Robinson, in her own version of the lawsuit, was the 24-hour employee who worked 80 to 90 hours a week for less pay than some male Canal employees and put up with her boss’s crass behavior, uncomfortable requests and sexualization had to put up with jokes. She stuck around partly because she wanted a way to actually work on films and because she feared that De Niro would refuse to give her a written recommendation.

“Mr. “De Niro is one of the best known, wealthiest and most powerful people in the entertainment industry,” Robinson’s lawyer Brent Hannafan told jurors on Monday. “Chase was afraid that if he didn’t give her a recommendation, she wouldn’t get another job would.”

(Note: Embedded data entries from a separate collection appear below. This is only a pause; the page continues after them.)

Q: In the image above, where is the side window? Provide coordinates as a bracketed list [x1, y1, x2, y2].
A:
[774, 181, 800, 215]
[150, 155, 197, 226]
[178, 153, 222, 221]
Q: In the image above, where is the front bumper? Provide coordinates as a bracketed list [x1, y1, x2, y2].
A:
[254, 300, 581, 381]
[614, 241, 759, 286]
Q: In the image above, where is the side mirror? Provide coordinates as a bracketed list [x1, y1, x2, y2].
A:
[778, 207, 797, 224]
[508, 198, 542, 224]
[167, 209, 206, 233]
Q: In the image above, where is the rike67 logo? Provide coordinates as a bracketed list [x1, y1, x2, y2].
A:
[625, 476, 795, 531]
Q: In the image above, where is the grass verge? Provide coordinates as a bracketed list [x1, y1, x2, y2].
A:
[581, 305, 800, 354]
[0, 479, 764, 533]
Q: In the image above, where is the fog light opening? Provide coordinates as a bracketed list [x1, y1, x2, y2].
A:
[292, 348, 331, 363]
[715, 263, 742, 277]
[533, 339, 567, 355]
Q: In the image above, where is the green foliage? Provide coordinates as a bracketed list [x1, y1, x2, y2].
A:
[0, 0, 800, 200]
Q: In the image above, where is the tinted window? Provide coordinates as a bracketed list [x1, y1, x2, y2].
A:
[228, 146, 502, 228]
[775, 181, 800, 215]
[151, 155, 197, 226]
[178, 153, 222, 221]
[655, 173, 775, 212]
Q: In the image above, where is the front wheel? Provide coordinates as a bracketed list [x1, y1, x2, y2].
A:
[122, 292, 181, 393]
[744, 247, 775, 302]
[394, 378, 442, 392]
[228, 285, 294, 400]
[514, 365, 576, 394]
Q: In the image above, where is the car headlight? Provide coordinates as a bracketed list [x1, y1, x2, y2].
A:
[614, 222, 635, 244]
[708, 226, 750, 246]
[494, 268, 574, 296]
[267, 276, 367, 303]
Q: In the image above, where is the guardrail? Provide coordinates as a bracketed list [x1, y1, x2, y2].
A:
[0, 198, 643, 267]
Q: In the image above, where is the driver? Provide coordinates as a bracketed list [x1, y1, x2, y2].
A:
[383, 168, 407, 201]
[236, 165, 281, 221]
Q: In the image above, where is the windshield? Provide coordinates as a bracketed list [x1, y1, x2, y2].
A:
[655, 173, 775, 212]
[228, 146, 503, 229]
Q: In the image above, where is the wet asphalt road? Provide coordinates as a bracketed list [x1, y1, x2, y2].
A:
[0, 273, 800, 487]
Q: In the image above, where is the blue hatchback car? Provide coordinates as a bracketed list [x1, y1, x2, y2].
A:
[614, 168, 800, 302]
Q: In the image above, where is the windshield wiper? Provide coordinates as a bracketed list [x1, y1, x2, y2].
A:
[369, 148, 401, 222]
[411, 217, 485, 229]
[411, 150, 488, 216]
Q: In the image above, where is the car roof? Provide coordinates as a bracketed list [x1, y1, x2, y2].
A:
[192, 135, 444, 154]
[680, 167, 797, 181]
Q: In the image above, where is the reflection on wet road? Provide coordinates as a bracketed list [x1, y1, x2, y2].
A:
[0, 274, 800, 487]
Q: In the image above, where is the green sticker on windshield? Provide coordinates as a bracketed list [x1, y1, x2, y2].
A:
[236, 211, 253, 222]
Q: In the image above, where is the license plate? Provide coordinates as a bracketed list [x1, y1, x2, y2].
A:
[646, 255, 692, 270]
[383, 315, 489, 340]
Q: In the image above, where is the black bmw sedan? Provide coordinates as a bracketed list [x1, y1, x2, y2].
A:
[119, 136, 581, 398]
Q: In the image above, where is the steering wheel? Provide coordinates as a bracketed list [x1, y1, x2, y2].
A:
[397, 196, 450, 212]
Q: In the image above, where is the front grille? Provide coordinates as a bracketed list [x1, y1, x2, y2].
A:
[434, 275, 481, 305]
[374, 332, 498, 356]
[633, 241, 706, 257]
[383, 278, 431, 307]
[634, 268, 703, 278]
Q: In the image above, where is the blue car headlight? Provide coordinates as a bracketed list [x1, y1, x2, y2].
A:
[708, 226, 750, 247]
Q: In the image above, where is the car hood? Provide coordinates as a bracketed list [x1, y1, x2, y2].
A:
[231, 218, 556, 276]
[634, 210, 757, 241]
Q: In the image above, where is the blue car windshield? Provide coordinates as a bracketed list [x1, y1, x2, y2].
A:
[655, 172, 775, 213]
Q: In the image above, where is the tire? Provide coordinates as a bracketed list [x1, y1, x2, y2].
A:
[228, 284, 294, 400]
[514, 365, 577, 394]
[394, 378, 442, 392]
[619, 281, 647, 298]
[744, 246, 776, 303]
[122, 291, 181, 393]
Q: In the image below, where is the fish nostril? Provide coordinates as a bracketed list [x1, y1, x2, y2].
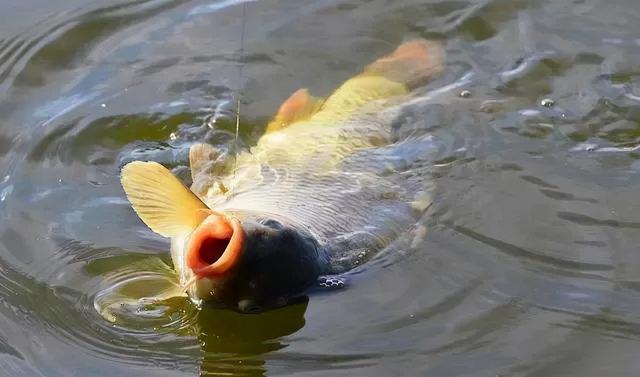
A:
[261, 219, 283, 229]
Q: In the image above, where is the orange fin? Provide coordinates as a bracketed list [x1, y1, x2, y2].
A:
[266, 89, 323, 133]
[364, 39, 444, 89]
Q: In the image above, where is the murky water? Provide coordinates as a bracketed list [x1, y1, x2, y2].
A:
[0, 0, 640, 377]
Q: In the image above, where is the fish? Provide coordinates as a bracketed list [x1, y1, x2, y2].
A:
[121, 39, 445, 312]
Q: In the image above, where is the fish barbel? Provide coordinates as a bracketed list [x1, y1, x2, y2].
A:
[121, 40, 444, 310]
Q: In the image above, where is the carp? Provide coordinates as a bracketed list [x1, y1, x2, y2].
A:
[121, 40, 444, 311]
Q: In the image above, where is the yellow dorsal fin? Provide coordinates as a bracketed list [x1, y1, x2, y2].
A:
[313, 39, 444, 121]
[363, 39, 444, 90]
[189, 143, 220, 181]
[120, 161, 208, 237]
[266, 89, 322, 133]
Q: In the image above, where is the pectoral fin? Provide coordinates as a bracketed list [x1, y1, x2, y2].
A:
[266, 89, 323, 133]
[120, 161, 208, 237]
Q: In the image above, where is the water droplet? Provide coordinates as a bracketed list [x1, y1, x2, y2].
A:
[540, 98, 556, 107]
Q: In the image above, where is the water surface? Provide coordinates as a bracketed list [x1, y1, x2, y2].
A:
[0, 0, 640, 377]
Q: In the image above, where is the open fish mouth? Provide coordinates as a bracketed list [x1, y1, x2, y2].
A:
[186, 212, 245, 278]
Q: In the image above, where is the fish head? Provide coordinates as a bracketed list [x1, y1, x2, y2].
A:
[182, 211, 324, 312]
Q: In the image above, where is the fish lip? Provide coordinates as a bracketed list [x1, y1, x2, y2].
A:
[185, 211, 245, 279]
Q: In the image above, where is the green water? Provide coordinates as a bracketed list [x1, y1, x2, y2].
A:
[0, 0, 640, 377]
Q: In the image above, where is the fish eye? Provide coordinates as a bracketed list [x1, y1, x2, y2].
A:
[260, 219, 284, 229]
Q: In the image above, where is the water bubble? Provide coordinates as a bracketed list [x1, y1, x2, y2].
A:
[0, 185, 13, 202]
[540, 98, 556, 108]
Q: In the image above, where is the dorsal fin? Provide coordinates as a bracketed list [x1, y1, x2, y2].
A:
[189, 143, 220, 181]
[266, 89, 323, 133]
[363, 39, 444, 90]
[120, 161, 208, 237]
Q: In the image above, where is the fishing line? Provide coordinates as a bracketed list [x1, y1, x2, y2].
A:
[233, 2, 247, 182]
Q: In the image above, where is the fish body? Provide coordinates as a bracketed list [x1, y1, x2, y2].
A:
[122, 40, 444, 310]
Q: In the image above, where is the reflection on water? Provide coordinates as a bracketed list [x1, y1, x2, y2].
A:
[0, 0, 640, 377]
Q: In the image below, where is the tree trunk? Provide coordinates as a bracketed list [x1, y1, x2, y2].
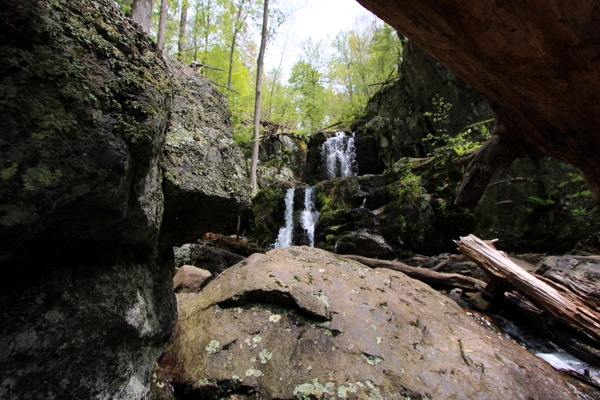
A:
[336, 254, 487, 292]
[131, 0, 152, 33]
[178, 0, 188, 64]
[456, 235, 600, 344]
[250, 0, 269, 193]
[157, 0, 169, 50]
[227, 0, 246, 98]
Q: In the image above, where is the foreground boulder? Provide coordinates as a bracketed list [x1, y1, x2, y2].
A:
[161, 247, 575, 399]
[0, 0, 247, 399]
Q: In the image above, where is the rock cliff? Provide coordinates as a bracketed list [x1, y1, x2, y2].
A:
[358, 0, 600, 207]
[0, 0, 249, 399]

All parties agree that the relationship ultimately failed because of the “townhouse project,” as it was called in court. Robinson helped find the four-story property near Central Park for De Niro, Chen and several De Niro children. She was tasked with furnishing, decorating and childproofing the interior before she was released from townhouse duty by the couple. The final straw, by all accounts, was a delay in removing De Niro’s father’s artwork so the interior could be repainted.

Jurors on Monday saw texts and emails from Chen to De Niro in which they objected to Robinson’s central role in planning the new home and an exaggerated, almost maternal sense of her position toward De Niro’s children. “She is so out of line and lost in her fantasy that she talks like she is the stepmother,” Chen wrote via email. She criticized Robinson’s “stubborn nature and his insane, conceited intimacy with you.”

According to De Niro’s lawyers, Robinson was angry about the demotion and resigned shortly afterward. Robinson responded that she resigned because De Niro and Chen had made her work environment unbearable.

“I didn’t want her to screw everyone over and create a big, messy problem,” De Niro said of Robinson, who watched from her seat among her lawyers. “Of course I wanted everything to work. I wanted everyone to be happy and play well, but unfortunately that didn’t happen.”